Le Lady Shippagan forcé de déménager

Le temps s’écoule rapidement pour Roger Lanteigne, propriétaire du bateau Lady Shippagan. Le Comité du port de Caraquet lui a fait parvenir un avis légal le pressant d’enlever son bateau du quai avant le 31 juillet.

Rencontré en après-midi aux abords de son bateau lundi, M. Lanteigne était hors de lui, critiquant de toute le comité qu’il n’a pas hésité à qualifier de «jaloux».

Le bateau est accosté au même endroit depuis plusieurs années.

«J’ai déjà eu le même problème par le passé», indique l’homme d’affaires pour qui le métier est d’acheter, de rénover et de revendre les bateaux.

«Il n’arrête pas de me mettre de la pression pour que je l’enlève de là. Ils me disent que ce n’est pas un quai à bateau. À quoi ça sert un quai dans ce cas?»

Le temps s’écoule rapidement pour Roger Lanteigne, propriétaire du bateau Lady Shippagan. – Acadie Nouvelle: Sébastien Larocque

Joint par téléphone par l’Acadie Nouvelle, le directeur général du comité Daniel Landry mentionne que l’imposant bateau de 126 pieds de long ne respecte pas la réglementation de Pêches et Océans.

«Nous ne pouvons parler des dossiers spécifiques, mais tous les bateaux qui sont dans le quai doivent respecter certains critères pour avoir droit d’y être accostés.»

M. Landry affirme cependant que le comité a rencontré M. Lanteigne à plusieurs reprises pour exiger qu’il adhère à ces critères.

«Nous nous butons toujours à des ‘‘je vais avoir ça demain’’ ou ‘‘il me manque tel document, je vais l’avoir bientôt’’. Le comité a des responsabilités et nous devons les respecter.»

«Nous n’avions pas le choix, précise M. Landry. Nous ne pouvons pas garder un bateau qui n’est pas en règle dans le quai. Nous devons suivre les directives du MPO.

Pour sa part, Roger Lanteigne croit l’administration portuaire tente à tout prix de se débarrasser de son bateau.

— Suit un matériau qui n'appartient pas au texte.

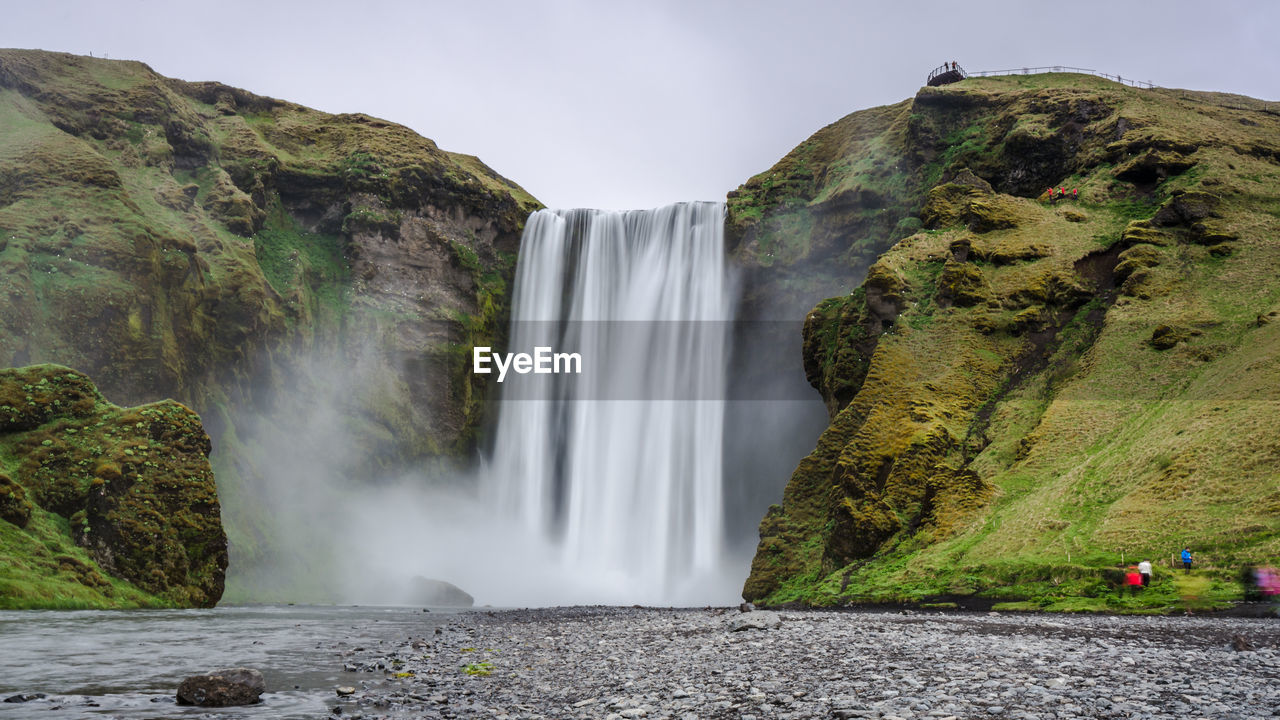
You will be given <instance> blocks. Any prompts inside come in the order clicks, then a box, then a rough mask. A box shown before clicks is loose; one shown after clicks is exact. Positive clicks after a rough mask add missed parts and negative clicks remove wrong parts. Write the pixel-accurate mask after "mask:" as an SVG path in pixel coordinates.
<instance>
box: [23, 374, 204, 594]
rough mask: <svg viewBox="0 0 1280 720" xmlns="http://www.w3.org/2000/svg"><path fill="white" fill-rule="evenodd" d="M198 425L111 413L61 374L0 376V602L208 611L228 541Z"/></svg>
mask: <svg viewBox="0 0 1280 720" xmlns="http://www.w3.org/2000/svg"><path fill="white" fill-rule="evenodd" d="M209 451H210V442H209V436H207V434H205V430H204V428H202V427H201V424H200V419H198V418H197V416H196V414H195V413H192V411H191V410H188V409H187V407H184V406H182V405H179V404H177V402H173V401H164V402H152V404H148V405H142V406H138V407H116V406H115V405H111V404H109V402H106V401H105V400H104V398H102V396H101V395H99V392H97V388H96V387H93V384H92V383H91V382H90V379H88V378H86V377H84V375H83V374H81V373H77V372H74V370H72V369H69V368H63V366H59V365H33V366H28V368H18V369H5V370H0V556H4V559H5V562H4V565H3V568H0V607H6V609H15V607H136V606H180V607H212V606H214V605H215V603H216V602H218V600H219V598H220V597H221V594H223V580H224V574H225V570H227V536H225V534H224V533H223V527H221V520H220V507H219V502H218V489H216V486H215V483H214V474H212V469H211V468H210V465H209Z"/></svg>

«Je suis déjà allé à Port-Hawkesbury (T.-N.-L.), aux Îles-de-la-Madeleine (Québec) pour travailler et rénover des bateaux. Partout où je vais, je suis bien reçu. Il n’y a qu’ici que j’ai des problèmes.»

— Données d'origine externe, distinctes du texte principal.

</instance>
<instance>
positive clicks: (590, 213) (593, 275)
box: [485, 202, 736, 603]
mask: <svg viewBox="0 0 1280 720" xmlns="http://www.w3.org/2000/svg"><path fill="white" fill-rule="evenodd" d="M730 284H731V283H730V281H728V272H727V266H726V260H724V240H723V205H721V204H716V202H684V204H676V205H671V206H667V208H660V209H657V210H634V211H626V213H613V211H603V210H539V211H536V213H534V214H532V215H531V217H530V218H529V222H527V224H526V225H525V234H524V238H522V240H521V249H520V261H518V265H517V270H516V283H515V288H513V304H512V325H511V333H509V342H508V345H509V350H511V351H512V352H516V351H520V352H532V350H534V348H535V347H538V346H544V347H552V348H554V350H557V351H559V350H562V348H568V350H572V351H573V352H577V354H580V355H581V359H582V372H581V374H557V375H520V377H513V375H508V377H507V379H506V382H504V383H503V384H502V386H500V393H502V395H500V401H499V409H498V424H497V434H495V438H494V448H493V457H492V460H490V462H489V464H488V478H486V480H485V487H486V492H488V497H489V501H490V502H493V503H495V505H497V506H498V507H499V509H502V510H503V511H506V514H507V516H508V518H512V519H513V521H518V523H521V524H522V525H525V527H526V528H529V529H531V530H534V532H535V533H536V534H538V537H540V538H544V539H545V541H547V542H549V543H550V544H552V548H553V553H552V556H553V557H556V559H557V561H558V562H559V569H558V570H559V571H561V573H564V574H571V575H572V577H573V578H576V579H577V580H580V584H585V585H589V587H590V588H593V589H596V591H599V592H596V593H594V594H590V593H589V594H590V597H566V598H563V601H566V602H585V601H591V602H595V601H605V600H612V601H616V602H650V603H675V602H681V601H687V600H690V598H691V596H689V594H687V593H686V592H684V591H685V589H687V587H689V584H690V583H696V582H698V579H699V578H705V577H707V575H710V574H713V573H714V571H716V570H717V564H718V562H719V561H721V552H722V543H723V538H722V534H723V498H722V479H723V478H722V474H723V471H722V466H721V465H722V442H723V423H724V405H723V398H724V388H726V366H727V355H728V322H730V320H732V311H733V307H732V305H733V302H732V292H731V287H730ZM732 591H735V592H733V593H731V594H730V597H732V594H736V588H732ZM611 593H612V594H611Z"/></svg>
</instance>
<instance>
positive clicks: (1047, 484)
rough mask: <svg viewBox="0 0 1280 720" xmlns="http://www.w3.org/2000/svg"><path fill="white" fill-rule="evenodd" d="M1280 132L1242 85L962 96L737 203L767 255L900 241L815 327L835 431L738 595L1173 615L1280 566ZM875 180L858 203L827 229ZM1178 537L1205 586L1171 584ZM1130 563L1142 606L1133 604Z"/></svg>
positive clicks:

Il déplore aussi le fait que son bateau est considéré comme une nuisance.

«Mon bateau est beau et il est propre. Il ne dérange personne où il est. Il n’y a pas aucun autre bateau de pêche qui veut amarrer son bateau ici en raison des forts vents. Moi, ça ne me dérange pas qu’il soit ici. Je ne prends pas la place de personne.»

Néanmoins, M. Lanteigne indique que le bateau pourrait être vendu sous peu. Deux acheteurs potentiels – l’un de Tampa Bay; l’autre de l’Équateur – doivent venir voir l’embarcation, selon lui.

Il déplore aussi avoir perdu une vente il y a quelque mois en raison du nouveau ber cavalier qui serait incapable de le soulever.

L’économie d’abord

Roger Lanteigne est catégorique. Pour lui, la présence de son bateau au port de Caraquet est synonyme d’un roulement économique.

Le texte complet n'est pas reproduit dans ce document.